March 23, 2010
by William Pilgrim
The 9th U.S. Court of Appeals handed down a ruling on February 26 that could be a blow to tipped employees. In the case of Cumbie v. Woody Woo, Inc. the court ruled that tip-pooling is legal in Oregon as long as an employee is paid more than the federally prescribed minimum wage and the tips are not used as credit towards paying that wage.
Under federal regulations tip pools can only include “customarily tipped employees” generally excluding kitchen staff, like dishwashers or cooks, who do not normally receive gratuities from patrons.
Misty Cumbie was a waitress at the Portland restaurant the Vita Cafe. Woo forced his wait staff to pool their tips, 55-70% of which went to back-of-house staff like cooks and dishwashers. The rest was redistributed to the wait staff based on their proportion of hours worked. Cumbie, represented by labor attorney Jon Egan, argued that this tip-pooling arrangement was “invalid” because the bulk of a server’s tips went to non-tipped employees. The Secretary of Labor agrees.
The Secretary filed an amicus curiae brief on behalf of Cumbie. In the brief, the Secretary reaffirmed earlier precedent that “tips, as sums presented to tipped employees by a customer ‘as a gift or gratuity in recognition of some service performed’…are the property of the employee.”
At issue is the concept of a “tip credit.” Federally, and in 43 states, employers are allowed to apply a percentage of an employee’s tips towards the employer’s minimum wage obligation. An employee’s cash wage, plus the tips they earn, must meet or exceed the federally prescribed minimum.
Oregon does not allow employers to take a tip credit so Woo argued, successfully in this case, that federal tip pool rules do not apply.
The Secretary stated that, “if the tipped employees did not receive the full federal minimum wage plus all tips received, they cannot be deemed under federal law to have received the minimum wage `free and clear,’ and the money diverted into the invalid tip pool is an improper deduction from wages that violates section 6 of the [Fair Labor Standards] Act.” At the hearing, Maria Van Buren, United States Department of Labor, Washington, D.C., argued on behalf of the Secretary of Labor in support of Cumbie.
The court’s opinion, written by Judge Diarmuid F. O’Scannlain, rejected Cumbie and the Secretary’s argument outright, calling their “interpretation of the regulation as plainly erroneous and unworthy of any deference.” Woo was supported by amicus curiae brief from law firm of Davis Wright Tremaine LLP, Portland, Oregon, on behalf of the Oregon Restaurant Association, as well as an additional brief from the Nevada Restaurant Association.
O’Scannlain further noted that, “The FLSA does not restrict tip pooling when no tip credit is taken.
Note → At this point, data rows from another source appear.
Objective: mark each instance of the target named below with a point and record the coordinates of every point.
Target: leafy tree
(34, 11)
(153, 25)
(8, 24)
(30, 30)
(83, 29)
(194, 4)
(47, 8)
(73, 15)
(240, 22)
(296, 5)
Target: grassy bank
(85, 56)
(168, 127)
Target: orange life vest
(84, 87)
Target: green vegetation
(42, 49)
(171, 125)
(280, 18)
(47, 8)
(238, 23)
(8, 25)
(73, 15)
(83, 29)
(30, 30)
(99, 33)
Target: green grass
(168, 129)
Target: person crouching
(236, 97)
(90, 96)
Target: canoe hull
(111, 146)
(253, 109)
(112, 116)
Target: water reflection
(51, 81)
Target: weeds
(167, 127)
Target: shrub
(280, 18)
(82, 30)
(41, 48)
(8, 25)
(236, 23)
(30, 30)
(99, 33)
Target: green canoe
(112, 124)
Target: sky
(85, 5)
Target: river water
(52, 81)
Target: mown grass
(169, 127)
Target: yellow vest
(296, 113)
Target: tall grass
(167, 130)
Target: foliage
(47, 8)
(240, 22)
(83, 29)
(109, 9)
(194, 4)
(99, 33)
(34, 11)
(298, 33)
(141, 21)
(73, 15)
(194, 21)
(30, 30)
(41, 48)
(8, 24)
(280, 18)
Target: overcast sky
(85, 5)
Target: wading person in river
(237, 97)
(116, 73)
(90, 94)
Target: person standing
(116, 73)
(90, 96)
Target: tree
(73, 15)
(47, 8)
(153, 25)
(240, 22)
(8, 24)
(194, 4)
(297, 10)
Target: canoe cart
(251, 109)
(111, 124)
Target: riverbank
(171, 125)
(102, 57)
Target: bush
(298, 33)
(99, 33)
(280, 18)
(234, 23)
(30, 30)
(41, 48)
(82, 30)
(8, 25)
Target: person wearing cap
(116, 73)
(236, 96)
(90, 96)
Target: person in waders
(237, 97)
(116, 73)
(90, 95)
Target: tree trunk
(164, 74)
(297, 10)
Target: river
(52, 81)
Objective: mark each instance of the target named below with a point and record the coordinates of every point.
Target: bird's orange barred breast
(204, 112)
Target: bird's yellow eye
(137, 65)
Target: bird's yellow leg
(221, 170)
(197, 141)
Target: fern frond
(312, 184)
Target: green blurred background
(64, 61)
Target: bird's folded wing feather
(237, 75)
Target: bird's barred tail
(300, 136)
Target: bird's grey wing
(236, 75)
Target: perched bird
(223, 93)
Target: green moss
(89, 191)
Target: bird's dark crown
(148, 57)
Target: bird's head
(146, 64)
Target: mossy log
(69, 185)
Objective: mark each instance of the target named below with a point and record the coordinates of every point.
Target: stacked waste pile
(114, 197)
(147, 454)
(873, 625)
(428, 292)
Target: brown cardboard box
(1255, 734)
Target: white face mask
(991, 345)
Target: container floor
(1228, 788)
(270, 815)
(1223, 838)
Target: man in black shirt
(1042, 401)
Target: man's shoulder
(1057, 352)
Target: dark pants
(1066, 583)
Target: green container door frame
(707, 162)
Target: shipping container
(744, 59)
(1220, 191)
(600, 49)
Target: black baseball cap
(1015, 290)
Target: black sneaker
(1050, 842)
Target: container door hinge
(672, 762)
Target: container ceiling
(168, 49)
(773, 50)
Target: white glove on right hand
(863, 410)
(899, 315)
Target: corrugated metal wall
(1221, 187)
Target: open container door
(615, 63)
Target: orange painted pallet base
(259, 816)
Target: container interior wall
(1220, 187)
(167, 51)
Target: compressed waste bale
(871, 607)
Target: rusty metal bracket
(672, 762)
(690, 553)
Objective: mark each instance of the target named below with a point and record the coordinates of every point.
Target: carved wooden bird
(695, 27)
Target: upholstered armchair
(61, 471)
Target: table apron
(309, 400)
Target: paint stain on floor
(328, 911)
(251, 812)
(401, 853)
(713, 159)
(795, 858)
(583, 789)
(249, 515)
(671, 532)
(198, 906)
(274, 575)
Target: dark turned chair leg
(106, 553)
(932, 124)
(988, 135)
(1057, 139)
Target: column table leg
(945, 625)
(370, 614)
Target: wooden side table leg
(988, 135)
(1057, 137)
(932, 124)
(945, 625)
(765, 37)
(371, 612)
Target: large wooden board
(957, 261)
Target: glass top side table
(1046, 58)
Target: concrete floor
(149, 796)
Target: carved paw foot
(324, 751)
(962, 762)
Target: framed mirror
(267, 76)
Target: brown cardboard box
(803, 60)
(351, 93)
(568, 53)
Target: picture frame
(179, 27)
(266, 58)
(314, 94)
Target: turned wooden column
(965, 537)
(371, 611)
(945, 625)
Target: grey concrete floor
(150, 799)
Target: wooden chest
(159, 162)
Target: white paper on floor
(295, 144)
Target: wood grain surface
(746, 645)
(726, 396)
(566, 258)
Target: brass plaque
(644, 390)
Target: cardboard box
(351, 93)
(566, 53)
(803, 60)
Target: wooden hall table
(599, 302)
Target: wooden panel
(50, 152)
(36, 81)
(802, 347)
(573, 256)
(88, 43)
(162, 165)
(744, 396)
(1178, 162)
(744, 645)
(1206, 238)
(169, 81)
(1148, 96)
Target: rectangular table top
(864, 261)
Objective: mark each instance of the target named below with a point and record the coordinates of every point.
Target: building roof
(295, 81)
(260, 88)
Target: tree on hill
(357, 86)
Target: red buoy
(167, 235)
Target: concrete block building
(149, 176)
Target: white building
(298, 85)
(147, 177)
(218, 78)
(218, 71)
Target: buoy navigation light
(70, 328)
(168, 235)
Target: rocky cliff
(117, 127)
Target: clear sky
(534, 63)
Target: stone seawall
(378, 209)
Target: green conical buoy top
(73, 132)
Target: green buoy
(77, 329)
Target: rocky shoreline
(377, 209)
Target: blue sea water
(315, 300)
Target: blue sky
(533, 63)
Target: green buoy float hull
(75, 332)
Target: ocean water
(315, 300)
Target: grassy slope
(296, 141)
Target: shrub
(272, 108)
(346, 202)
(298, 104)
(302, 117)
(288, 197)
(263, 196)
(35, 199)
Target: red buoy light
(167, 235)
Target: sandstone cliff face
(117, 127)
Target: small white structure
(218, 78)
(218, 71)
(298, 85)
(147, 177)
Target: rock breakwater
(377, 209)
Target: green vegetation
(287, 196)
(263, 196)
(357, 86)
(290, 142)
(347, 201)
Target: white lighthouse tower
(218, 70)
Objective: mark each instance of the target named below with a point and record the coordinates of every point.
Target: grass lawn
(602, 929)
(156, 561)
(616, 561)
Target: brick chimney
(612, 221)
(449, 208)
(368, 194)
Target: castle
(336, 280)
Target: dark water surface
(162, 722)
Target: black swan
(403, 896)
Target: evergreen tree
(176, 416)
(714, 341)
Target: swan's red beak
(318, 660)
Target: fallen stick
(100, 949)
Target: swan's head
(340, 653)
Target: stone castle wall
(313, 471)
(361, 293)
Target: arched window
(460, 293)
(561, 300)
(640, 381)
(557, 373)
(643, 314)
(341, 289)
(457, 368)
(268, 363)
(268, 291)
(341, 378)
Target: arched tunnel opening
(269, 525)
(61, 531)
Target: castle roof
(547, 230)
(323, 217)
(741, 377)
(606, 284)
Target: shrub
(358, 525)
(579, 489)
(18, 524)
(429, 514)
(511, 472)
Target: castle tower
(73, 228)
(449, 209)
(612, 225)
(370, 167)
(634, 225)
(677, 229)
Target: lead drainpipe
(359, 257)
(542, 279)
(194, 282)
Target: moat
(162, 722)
Therefore, only the tips redistributed to Cumbie from the pool ever belonged to her,” contrary to the Secretary’s interpretation. The Court concluded that, ” the FLSA does not prohibit Woo’s tip-pooling arrangement does not thwart this purpose…Naturally, [Cumbie] would prefer to receive all of her tips, but the FLSA does not create such an entitlement where no tip credit is taken.”
The ruling was a “first impression” for the court, and sets a precedent that could potentially be applied in other states that don’t have a tip credit. As long as there is a consistently applied, preexisting arrangement between an employer and employee tip pools are valid. As a condition of being hired, an employer can require an employee to participate in a tip pool, either through a written agreement or as an expressed and consistently applied rule.
An employer cannot take the tips for himself, but can force employees to redistribute those tips and subsidize the wage of non-tipped employees or even managers. The Oregon Restaurant Association (ORA) is advising employers not to extend tip pools to management staff but notes the ruling “did not expressly prohibit the practice.”
The Oregonian reports that, ORA spokesman Bill Berry said he doubted the ruling would have much impact on Oregon restaurants. But we beg to differ.
As of now, your tips are not your tips until they are redistributed to you. Cumbie stresses that the issue is not whether tipped workers share their tips with other hard-working coworkers. The issue is that workers, and not owners, should be in control of the tips they receive.
Attorney Jon Egan is still pushing to have the case heard by a wider court. He says: “We are disappointed in the three-Judge Panel’s decision. In ruling that employers are free to confiscate and redistribute employees’ tips to back-of-the-house workers, the Panel went against over 35 years of consistent published Department of Labor tip pooling opinions that interpret the Fair Labor Standards Act (the federal law regulating minimum wages and overtime, originally passed by Congress in 1938 and amended many times since then).”
Cumbie’s last hope is to have the case judged en banc. Cumbie and Egan are currently petitioning, and “if a majority of judges vote to take the case up en banc, then a larger panel of 11 judges will be assigned to consider the case from scratch.”
The case may be in limbo, but the ORA notes, “The US Department of Labor does not have to apply the ruling of a District Court, but does have to apply the ruling of a Circuit Court.” We’ll have to wait to see the true impact.